Roads ridden with red

Roads ridden with red—sun go down sun—to touch the dance along the tremor. Last night I stayed up alright all night. I watched the street lights countdown as the cars came buckling around the corner, and spilt like a new drink of red, a boy gets knocked down by every girl who slightly unloosens a smile, unwavering, quivering, shivering in the black velvet sheets held up in the back of a quite quant portrait. When I was young I expanded my horizons with a smile, and laid up my inhibitions to the whims of a photographer who liked to get naked when he was afraid. I liked it better when I was young. My living room light likes to flicker and die. I like to sit and eulogize. He likes my euphemisms.

When I clap my hands and the light shatters like a stained glass window, and mother Mary slices her wrists as a shade of scarlet is pulled from underneath her dress, and the world whirls down the stony steps high fiving all the primary colors as it goes wish wish wish; when we kiss, the hair on my skin stands up; when we touch, I wait until my breathe catches up; when we spend ourselves for a moment cut from the same cloth that our mother’s prayed over us while we shut the world up into the higher heavens, I, not that I feel now but that I have felt and will still feel, tremble as it slides near like the ocean, pulling bits and pieces as it withdraws and advances, withdraws and advances . The moon looked pretty anyways.
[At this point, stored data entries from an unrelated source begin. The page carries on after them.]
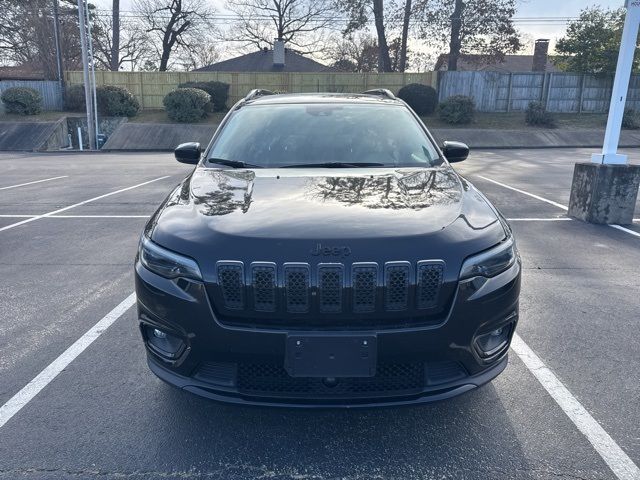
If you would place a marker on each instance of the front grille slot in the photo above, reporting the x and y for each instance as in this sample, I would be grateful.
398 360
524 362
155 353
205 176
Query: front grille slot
231 280
428 283
296 286
331 295
263 281
273 380
364 279
397 275
331 285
When we pull these white sheets up to our chins—white—when we will ourselves over to the bubbling air popping and howling out of the dry cracked earth. And pull in our knees till we turn blue in the face like a, like a, like a red minted portrait cut for you and me. It kills. Hushed up like that, so dip and bend and scoop it up to your mouth and let the—white—rain slide down your eyes wide open. Terror because it feels too deep. Sensitive like clothes on a laundry line. Hung up in noon and taken down in the evening. We see when we fall down on our backs. And let the clouds sheet over our bodies and lull us to sleep with a how and a wait and a tremor that shivers the spine and placates our hopes held onto till we feel the burst, like a smiling watermelon carrooning towards the pavement. Ooh. We’ll know it when we see it.